Spinnaker, Sense8 of Developers
Netflix culture has a lot of influence over Spinnaker. “One of the ways that are one of the guiding principles at Netflix is that we need to be loosely coupled but highly aligned. This means that the teams themselves own the responsibility of communicating with other teams about what they’re doing and what impact they might have on someone else,” said Marsh, “Spinnaker gives those teams the ability to be able to go through various stages to ensure confidence along the way that they’re going to be deploying something that’s an improvement rather than a regression to the service.”

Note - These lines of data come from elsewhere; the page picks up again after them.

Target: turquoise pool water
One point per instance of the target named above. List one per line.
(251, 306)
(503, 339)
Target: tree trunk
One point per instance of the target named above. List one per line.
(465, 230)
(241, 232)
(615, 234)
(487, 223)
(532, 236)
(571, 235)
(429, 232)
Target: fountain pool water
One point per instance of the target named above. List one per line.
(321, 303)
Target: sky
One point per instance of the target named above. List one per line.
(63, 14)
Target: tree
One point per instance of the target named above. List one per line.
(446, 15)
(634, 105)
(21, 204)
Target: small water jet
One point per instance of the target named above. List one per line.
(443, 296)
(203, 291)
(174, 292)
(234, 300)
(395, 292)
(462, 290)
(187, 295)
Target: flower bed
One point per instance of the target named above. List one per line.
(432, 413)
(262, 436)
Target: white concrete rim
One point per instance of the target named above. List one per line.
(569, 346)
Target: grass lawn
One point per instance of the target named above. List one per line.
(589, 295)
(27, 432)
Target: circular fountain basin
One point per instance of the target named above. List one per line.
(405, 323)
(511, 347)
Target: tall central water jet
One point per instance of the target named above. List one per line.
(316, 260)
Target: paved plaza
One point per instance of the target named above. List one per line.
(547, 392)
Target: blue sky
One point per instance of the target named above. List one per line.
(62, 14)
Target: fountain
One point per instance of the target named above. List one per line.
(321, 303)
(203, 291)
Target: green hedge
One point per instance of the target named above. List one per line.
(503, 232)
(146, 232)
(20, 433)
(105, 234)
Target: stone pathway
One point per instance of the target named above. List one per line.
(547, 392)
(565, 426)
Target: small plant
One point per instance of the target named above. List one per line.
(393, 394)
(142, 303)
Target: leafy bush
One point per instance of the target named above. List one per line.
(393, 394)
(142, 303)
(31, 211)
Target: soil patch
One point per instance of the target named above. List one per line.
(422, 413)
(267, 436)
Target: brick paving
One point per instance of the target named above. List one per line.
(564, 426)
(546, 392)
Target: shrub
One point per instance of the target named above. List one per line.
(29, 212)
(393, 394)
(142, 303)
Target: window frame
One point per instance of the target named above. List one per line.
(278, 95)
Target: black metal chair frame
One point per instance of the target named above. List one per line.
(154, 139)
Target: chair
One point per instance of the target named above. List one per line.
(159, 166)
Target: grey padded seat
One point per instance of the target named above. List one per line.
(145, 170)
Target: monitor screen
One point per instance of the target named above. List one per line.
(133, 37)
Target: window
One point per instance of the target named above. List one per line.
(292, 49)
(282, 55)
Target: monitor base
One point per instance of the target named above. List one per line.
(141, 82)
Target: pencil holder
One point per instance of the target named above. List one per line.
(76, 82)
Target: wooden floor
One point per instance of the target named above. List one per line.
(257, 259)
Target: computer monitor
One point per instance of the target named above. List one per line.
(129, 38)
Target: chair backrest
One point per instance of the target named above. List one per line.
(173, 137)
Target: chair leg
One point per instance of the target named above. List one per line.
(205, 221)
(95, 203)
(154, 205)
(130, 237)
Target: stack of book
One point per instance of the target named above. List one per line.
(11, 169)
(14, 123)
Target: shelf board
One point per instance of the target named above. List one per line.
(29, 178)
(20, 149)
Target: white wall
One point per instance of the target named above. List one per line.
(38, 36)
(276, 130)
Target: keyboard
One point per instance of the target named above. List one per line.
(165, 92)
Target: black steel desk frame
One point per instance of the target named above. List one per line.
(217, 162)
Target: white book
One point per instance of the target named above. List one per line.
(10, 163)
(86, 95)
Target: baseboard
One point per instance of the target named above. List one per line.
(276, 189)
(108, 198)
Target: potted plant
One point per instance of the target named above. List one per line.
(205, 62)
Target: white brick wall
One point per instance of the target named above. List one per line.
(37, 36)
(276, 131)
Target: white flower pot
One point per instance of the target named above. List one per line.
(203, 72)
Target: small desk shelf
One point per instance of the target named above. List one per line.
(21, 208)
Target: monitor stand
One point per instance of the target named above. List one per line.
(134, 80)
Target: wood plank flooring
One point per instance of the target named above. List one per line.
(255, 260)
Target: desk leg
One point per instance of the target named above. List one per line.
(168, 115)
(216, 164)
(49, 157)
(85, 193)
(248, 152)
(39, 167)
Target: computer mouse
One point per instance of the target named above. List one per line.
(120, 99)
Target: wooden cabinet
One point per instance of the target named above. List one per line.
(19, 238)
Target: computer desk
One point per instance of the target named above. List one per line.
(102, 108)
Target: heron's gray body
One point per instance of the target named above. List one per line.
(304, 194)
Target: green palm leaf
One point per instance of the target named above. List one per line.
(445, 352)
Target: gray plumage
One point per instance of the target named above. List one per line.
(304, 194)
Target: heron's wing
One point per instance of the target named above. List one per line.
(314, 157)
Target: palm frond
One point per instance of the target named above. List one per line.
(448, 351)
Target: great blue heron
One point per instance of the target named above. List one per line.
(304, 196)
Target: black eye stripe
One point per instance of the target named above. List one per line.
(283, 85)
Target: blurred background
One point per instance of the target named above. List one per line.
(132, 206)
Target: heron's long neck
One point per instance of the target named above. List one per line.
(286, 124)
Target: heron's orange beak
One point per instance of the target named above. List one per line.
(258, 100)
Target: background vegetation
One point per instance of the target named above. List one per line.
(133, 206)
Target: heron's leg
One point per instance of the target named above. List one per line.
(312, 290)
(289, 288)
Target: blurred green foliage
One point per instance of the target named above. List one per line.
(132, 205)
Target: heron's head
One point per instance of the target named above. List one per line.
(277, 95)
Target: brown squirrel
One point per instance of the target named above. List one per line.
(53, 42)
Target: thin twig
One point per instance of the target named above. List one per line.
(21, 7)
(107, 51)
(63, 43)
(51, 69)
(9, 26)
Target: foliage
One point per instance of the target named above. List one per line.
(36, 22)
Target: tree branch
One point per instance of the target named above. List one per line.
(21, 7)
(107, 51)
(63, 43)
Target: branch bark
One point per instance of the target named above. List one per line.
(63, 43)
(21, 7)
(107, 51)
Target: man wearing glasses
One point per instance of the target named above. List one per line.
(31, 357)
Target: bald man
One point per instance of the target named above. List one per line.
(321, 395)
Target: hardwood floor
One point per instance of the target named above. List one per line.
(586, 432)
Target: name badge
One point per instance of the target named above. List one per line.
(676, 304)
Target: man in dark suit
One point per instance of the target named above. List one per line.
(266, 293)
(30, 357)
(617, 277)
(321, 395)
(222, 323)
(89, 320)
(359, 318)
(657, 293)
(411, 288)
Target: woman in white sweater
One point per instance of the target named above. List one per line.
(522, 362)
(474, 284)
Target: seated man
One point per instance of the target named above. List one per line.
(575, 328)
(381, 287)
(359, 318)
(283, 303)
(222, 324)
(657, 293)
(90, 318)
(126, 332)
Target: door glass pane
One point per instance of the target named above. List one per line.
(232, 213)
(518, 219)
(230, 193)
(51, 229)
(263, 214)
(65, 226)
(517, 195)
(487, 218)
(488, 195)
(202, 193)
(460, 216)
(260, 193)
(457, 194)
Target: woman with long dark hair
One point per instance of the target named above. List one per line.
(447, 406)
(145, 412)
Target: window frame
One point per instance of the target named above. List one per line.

Marsh strongly believes in the relationship between the culture of an organization and tools that it develops or use. “Technology can impact culture and culture can impact tools,” said Marsh. She said that it’s really important to understand that when we build tools, they reflect our culture in them. “If we’re not reflecting the culture in those tools, we might be challenging the culture with our tools. Those are two very different approaches and they need to be dealt with very differently,” said Marsh.